GO WEST, YOUNG MAN
Mon. January 26, 2004Categories: Abstract Dynamics
Angus takes issue with my anti-poptimist post. He complains, memorably, that ‘[m]arshalling the judgment of history to your side is a bit like calling in the US Army: a lot of your allies will end up as “collateral damage,” while in the meantime the worst villains go untouched.’ I’m not sure my point was about marshalling the judgment of history so much as resisting the indiscrimination of contemporaneity. Detached hindsight and involved ‘now’ sight- strike me as a classic ‘double pincer’: an ostensible oppostion whose two poles actually reinforce and complement one another. My point was that there’s an overwhelming pressure, a neuronic pressure – as the nervous system is blitzed by hyperstimulus, by the ambient barrage of publicity – to not see beyond the Now.
I’m naturally with Angus all the way in his loathing for ‘the the dread cult of “authenticity” and “realness” and “soulfulness.”‘ What I find slightly puzzling is his opposing Go West to this: weren’t Go West sold as “soulful Pop”? They were part of that same hideous anschluss between horribly clunky eighties synthetics and soulful authenticity that reached its apogee with Gabriel’s ‘Sledgehammer.’ As for Angus’ plea – ‘In a fair world, wouldn’t Sting be regarded as just as much a joke as Go West?’ I thought he was!
I’m not sure the Poptimists are being as indiscriminate as you think, Mark – maybe they/we just aren’t bothering to write or comment about the stuff we hear and don’t like!
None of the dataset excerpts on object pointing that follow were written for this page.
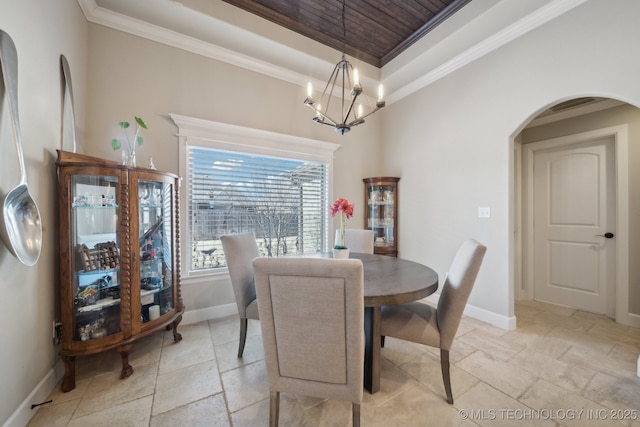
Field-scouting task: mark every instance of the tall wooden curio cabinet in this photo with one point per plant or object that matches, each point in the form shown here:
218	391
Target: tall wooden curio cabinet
381	214
119	257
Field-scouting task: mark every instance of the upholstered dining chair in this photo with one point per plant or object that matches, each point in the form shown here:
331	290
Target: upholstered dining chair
239	251
437	326
357	240
312	320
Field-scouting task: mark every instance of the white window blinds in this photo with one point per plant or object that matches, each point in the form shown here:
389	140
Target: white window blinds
284	202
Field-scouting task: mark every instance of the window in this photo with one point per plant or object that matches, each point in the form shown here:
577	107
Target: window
245	180
282	201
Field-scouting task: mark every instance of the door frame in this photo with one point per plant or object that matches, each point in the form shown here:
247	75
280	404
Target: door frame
525	198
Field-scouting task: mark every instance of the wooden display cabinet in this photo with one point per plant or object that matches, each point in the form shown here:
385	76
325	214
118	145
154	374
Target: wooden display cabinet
119	257
381	214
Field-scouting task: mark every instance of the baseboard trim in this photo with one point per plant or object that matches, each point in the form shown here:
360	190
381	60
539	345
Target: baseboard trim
497	320
24	413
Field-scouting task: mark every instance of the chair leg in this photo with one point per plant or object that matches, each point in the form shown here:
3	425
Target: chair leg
444	363
243	335
274	408
355	409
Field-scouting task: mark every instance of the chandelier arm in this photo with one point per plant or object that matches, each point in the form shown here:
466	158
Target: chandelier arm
324	116
353	101
370	112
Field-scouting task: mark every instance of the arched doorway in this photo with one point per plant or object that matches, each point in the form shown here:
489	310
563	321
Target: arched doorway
567	266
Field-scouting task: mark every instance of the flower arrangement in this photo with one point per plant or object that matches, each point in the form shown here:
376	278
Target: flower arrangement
116	143
345	209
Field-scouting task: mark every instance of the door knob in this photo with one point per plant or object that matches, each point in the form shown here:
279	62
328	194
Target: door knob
607	235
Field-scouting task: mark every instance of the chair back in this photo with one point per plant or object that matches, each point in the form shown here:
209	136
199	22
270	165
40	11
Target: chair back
456	289
312	320
357	240
239	251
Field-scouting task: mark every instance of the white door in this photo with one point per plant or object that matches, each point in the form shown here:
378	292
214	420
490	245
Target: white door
573	211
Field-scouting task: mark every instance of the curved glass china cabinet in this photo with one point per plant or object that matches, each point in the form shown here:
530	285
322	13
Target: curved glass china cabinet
119	257
381	215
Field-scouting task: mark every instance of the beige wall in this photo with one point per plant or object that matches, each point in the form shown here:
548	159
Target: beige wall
452	141
131	76
41	30
623	115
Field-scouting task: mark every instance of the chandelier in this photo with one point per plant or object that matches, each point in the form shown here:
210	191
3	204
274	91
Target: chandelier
352	113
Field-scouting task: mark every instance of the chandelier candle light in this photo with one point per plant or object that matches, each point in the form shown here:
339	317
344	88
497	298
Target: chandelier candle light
349	116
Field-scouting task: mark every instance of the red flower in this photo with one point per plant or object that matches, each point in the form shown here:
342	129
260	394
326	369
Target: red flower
342	205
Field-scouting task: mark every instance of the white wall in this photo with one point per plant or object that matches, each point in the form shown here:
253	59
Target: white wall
41	31
451	141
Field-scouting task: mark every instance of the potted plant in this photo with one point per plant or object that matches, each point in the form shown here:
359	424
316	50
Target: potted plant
129	151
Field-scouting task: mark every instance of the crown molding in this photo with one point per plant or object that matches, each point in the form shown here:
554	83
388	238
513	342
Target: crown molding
404	81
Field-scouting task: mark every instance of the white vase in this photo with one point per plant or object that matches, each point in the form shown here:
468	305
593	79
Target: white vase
341	253
129	158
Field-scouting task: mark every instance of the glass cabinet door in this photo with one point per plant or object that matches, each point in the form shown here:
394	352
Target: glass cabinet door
156	251
381	216
381	195
96	261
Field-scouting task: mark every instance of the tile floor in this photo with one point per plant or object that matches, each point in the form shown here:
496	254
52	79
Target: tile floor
560	367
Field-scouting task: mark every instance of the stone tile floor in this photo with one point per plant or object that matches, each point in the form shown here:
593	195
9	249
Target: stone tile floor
560	367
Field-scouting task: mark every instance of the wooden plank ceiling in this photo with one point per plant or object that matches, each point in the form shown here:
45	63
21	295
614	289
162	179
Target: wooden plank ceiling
375	31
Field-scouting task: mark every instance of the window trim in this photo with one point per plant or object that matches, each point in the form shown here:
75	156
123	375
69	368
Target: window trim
224	136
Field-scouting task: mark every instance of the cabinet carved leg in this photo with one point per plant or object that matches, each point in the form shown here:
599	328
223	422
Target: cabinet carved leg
177	336
127	369
69	379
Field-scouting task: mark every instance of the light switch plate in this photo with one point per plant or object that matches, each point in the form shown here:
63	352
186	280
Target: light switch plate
484	212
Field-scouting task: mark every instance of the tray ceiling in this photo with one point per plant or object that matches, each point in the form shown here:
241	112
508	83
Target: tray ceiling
375	31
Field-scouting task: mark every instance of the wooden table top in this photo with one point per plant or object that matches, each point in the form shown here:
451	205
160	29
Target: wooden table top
389	280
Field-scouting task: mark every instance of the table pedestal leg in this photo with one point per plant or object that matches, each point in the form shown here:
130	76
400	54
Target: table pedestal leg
372	349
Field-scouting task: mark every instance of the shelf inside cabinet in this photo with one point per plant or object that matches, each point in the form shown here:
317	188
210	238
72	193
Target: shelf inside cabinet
99	305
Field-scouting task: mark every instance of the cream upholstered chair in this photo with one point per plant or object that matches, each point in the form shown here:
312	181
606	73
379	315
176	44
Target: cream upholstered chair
312	320
239	251
421	323
357	240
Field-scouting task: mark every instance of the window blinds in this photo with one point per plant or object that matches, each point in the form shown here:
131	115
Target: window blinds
284	202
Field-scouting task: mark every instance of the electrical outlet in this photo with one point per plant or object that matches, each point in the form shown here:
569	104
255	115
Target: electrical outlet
57	332
484	212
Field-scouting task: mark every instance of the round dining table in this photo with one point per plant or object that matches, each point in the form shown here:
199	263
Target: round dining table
388	281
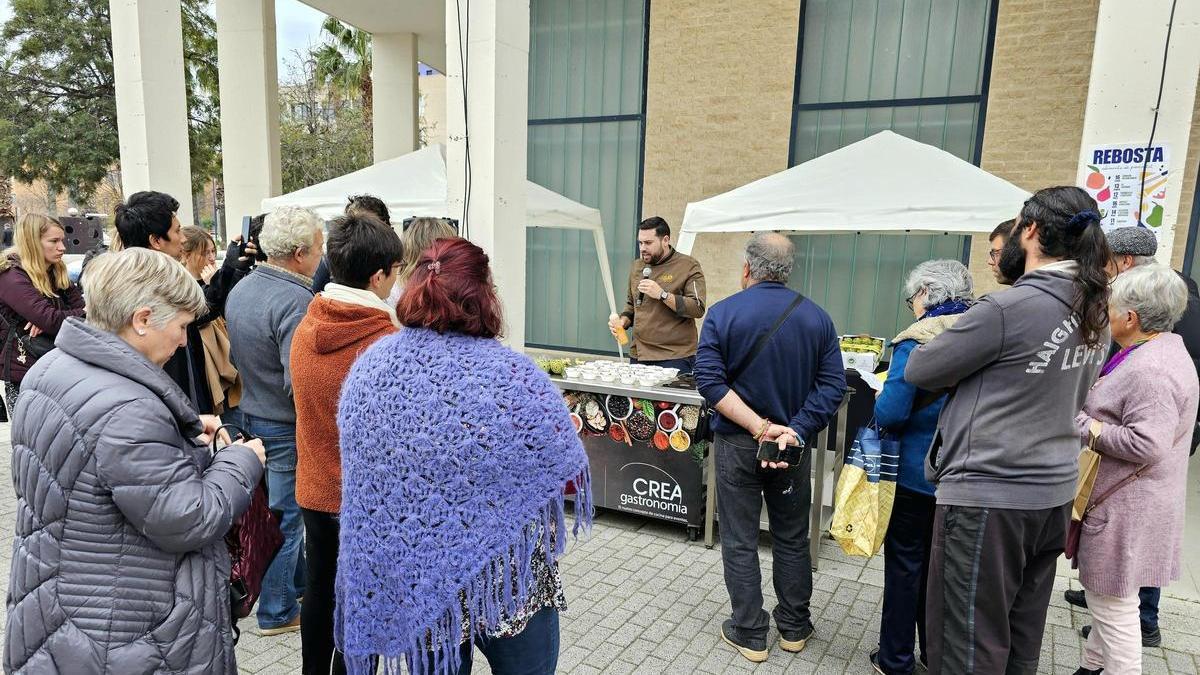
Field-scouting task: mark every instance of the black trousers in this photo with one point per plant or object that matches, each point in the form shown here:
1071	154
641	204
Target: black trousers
317	611
742	485
905	572
990	578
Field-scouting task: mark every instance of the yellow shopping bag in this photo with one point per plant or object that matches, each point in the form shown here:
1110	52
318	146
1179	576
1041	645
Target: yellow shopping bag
862	503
Only so many hours in the day, after all.
You’re probably right Mark, I don’t really remember Go West that well to be completely honest! But in any case I don’t suppose it’s their soulful authenticity that’s caused them to be swept aside by the tide of historyotherwise all other soulful and authentic artists of the mid-80s would have suffered a similar fate!
Of course Sting is regarded as a joke by you and me…I guess what I meant was that no cheap ironist would make a TV show about how awful and kitsch the 80s were and use Sting as an exhibit; he’s not an instant, universally recognisable joke in the way Go West are.
(If still unconvinced, substitute Joshua Tree era U2.)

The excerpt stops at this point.